Machine Vision System with Deep Learning for inspection of metallurgical defects

We currently are in the process of implementing a new system for the inspection of metallurgical defects, which will go one step further than the current one we already have with artificial vision. We seek to ensure that all of the parts we deliver strictly meet the quality requirements established by our customers. Our goal is total quality, ‘zero defects’.

Deep learning, being a part of machine learning, is not an abstract technology. It is a tool that helps to improve our industrial activity. With the right support of our partners, it is an exciting and realistic project. We are going to achieve the standardisation of inspection criteria, which will help us to improve our customer service, as well as, through greater automation, the reduction of delivery times for our parts.

Machine Vision vs. Deep Learning

According to the Automated Imaging Association (AIA), machine vision encompasses all industrial and non-industrial applications, in which a combination of hardware and software provides operational guidance to devices in performing their functions, based on image capture and processing. 

Deep learning is a set of machine learning algorithms that attempt to model high-level abstractions in data, using computational architectures that support multiple and iterative nonlinear transformations of data expressed in matrix or tensor form.

For some time, we have used a system for inspection of defects in parts with artificial vision, based on measurement. By projecting a shadow of the part that was captured with a camera, the tolerance was measured and compared to a pattern. Through the comparison, it was detected whether a part was bad or good, based on how it deviated from that pattern.  

Currently we are making a qualitative leap in the incorporation of new Industry 4.0 technologies, by implementing an artificial vision installation with deep learning, which detects surface defects with an advanced comparison system and continuous & autonomous learning. It consists of two cameras that take a series of photographs of the part and an algorithm, which compares these photographs with other standard photographs that we have previously fed into the machine with its defects. 

With these improvements, we move from a system based on a mathematical operation, that is, from measuring and comparing against a standard, to detecting the surface effect with a more advanced and complex criterion. The machine is able to differentiate whether the part is or not ok, whether it is recoverable or not and what defect it has, and to learn and improve continuously. 

Phases of the project

The project consists of 3 phases: 

1. Commissioning
   The commissioning or training of the machine is done with a catalog of defects. In our case, we started with 300 photographs.
2. Training
   The machine has to be trained. Parts are passed to it and it carries out the inspection itself. As soon as it finds a defect that is not in the catalog, these new photographs are incorporated into the database, which means, that it is continuously learning.
3. ‘Continuous’ learning
   This happens when the machine finds a part it doesn’t know exactly whether it is ‘good or bad’. In the same machine software, the operator will be able to decide or define himself.
   While the machine is already working, if something comes up (i.e. if some part or some new or doubtful situation comes up), the operator or the quality technician can or should define if the part is OK or not, if it is recoverable or not, and the machine incorporates it into its system.

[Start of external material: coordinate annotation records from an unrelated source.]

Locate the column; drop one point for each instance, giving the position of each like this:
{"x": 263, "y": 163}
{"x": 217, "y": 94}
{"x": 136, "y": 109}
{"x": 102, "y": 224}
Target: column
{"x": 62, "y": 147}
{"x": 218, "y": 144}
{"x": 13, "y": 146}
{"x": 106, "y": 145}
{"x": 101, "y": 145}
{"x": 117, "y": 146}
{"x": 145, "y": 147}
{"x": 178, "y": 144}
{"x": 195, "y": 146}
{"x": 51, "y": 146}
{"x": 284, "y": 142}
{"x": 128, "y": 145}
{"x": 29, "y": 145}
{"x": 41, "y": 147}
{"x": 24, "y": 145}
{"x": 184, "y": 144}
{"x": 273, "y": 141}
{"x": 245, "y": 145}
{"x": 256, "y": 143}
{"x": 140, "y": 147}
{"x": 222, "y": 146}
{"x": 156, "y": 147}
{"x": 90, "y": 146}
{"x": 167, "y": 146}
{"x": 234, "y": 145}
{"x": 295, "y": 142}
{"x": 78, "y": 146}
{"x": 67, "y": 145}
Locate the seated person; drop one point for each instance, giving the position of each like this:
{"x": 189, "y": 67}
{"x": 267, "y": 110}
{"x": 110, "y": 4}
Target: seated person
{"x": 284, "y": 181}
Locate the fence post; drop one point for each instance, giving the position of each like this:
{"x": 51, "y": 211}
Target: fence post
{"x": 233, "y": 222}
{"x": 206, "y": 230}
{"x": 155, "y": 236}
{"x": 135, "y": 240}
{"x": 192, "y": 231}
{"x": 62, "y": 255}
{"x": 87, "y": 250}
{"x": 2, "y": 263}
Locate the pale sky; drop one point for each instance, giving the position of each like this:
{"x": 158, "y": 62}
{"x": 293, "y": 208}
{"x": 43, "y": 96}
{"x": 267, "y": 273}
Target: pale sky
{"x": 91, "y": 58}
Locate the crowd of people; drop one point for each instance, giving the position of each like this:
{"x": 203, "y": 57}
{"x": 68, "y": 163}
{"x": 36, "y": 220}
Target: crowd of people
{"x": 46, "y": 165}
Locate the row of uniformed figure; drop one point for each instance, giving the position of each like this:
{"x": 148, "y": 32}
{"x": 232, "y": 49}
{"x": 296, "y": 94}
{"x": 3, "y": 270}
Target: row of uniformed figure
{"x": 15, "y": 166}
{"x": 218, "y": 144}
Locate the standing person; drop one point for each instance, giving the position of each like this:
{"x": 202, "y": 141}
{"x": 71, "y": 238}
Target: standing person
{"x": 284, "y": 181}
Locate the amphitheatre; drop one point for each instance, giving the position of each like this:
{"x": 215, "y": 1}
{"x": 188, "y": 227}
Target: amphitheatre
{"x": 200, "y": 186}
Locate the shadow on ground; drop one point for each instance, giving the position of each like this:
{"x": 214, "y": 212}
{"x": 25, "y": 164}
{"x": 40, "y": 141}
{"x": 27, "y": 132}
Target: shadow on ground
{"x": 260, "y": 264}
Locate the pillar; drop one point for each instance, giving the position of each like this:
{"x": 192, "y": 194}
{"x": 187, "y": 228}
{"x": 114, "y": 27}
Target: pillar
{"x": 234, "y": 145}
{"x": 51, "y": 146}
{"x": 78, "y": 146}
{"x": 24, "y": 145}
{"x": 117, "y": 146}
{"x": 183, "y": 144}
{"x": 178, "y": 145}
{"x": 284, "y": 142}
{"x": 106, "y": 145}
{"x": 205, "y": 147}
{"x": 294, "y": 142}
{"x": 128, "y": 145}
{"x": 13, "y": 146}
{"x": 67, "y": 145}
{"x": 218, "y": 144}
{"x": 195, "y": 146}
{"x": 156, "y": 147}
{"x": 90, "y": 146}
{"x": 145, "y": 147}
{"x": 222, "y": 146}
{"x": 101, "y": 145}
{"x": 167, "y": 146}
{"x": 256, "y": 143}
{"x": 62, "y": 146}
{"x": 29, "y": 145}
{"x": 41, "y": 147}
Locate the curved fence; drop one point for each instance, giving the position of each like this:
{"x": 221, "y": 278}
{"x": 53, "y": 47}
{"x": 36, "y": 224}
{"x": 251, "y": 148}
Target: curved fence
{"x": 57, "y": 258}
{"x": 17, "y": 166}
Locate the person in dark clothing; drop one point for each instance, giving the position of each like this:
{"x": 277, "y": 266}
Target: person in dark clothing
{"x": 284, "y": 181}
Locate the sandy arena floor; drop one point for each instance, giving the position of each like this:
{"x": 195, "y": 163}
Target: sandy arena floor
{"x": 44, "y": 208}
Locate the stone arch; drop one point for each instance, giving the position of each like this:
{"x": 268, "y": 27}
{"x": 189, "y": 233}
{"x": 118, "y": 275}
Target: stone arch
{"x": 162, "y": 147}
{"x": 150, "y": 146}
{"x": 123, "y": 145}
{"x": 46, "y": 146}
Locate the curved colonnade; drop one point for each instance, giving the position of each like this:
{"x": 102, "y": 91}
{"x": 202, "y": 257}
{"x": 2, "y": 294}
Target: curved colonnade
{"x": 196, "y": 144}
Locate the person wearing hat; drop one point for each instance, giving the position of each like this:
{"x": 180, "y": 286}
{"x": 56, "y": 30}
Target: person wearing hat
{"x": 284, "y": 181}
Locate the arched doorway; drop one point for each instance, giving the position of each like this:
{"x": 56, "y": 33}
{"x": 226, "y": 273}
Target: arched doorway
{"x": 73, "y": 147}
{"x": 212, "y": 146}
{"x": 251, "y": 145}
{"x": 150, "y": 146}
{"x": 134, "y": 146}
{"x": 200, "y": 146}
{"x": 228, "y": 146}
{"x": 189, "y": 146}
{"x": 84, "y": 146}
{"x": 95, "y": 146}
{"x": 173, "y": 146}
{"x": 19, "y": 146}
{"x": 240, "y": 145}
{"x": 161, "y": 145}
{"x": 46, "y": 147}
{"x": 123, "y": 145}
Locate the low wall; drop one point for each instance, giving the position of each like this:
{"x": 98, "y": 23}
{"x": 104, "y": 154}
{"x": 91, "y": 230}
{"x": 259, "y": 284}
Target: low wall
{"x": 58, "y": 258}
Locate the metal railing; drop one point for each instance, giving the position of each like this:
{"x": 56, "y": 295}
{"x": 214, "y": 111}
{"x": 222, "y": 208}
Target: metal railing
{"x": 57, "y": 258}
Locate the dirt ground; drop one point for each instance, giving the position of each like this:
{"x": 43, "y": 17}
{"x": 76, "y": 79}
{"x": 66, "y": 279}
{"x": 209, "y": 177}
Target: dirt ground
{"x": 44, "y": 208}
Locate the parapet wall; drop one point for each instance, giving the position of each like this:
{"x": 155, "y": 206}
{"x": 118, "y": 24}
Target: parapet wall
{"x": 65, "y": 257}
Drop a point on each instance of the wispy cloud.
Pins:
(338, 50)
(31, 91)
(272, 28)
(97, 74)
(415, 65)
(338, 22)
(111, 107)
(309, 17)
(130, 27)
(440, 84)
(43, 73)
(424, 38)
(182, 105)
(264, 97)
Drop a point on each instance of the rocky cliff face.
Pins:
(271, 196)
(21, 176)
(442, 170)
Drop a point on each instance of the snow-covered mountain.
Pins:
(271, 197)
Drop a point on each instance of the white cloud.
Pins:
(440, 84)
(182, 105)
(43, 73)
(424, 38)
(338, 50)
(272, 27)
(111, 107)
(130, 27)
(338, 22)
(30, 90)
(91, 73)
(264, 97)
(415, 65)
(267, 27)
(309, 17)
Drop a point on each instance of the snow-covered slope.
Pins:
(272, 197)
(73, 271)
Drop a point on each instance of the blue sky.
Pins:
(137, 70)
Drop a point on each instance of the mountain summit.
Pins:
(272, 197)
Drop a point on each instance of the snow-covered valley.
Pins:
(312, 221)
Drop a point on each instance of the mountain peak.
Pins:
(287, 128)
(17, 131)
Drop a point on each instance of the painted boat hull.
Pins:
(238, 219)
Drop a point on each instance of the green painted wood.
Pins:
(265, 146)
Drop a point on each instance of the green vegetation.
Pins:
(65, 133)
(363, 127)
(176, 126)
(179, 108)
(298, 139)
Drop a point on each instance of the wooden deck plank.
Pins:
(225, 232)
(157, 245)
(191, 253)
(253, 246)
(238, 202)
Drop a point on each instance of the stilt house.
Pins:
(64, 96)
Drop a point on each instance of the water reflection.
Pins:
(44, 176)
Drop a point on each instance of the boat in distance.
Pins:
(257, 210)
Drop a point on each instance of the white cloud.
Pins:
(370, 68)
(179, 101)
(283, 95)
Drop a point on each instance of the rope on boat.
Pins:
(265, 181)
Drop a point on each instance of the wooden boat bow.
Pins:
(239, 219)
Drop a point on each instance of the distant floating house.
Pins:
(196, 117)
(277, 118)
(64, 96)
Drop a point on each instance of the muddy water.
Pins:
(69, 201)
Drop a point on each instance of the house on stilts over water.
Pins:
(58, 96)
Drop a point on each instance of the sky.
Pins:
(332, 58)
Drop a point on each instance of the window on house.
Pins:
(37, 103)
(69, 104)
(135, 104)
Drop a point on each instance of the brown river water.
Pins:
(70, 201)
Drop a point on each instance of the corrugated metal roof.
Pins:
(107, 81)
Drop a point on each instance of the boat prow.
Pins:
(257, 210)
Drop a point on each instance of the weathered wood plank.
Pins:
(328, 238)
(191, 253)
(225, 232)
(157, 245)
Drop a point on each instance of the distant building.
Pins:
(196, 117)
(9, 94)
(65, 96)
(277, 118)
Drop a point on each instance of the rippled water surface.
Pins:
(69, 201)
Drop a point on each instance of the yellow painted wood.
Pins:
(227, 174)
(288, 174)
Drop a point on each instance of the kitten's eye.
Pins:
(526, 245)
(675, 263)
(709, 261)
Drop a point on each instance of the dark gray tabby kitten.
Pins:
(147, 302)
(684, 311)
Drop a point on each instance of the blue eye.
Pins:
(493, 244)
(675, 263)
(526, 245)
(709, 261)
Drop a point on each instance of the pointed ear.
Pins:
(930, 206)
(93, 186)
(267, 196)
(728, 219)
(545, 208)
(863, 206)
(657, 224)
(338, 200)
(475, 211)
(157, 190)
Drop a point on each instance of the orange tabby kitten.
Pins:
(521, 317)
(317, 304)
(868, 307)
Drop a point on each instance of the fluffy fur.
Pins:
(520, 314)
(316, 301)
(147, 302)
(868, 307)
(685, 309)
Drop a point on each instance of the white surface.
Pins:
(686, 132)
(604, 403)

Deep learning and human intervention: The importance of people and partners

The human factor is key in this project. The training is carried out by technical staff from Ecrimesa’s Quality Department. We start with a database of 200 images, and for a month, the technicians analyse the images processed by the machine. In the case of finding errors that the system has not detected, this ‘defect’ is incorporated into the catalog.  

This project has been led by Guillermo Alonso and Emilio Álvarez, Quality Managers of Ecrimesa Group, together with BSP Systems and Siali. 

BSP Systems is a leading supplier of industrial automation, with customers throughout Spain and in countries such as Germany, Hungary, Romania, Russia, China and Mexico. Siali is a startup that has developed the artificial vision software and learning system, winners of the CaixaBank Entrepreneur XXI Award.

How do we improve metallurgical quality compliance?

The implementation of new technologies in Ecrimesa Group is always oriented to a tangible improvement for our customers. The artificial vision system with deep learning for inspection of metallurgical parts, implies zero defects.

Uniformity in quality

With this new system, we ensure that the inspection criteria will always be the same and the quality standard will be met without exceptions. In addition, the key indicators will not be conditioned by the decision of a quality operator, but are automated, so that we guarantee that 100% of the parts strictly comply with the quality requirements set by the customer.

Reduced inspection cycle time

We go from the current 16 hours per cycle to one person every 40 minutes going for 5 minutes to load the machine with new parts, which will mean a significant improvement in productivity.

Improved customer service

Standardization of inspection criteria will ensure that all delivered parts meet the customer’s quality requirements and automation will reduce part delivery times.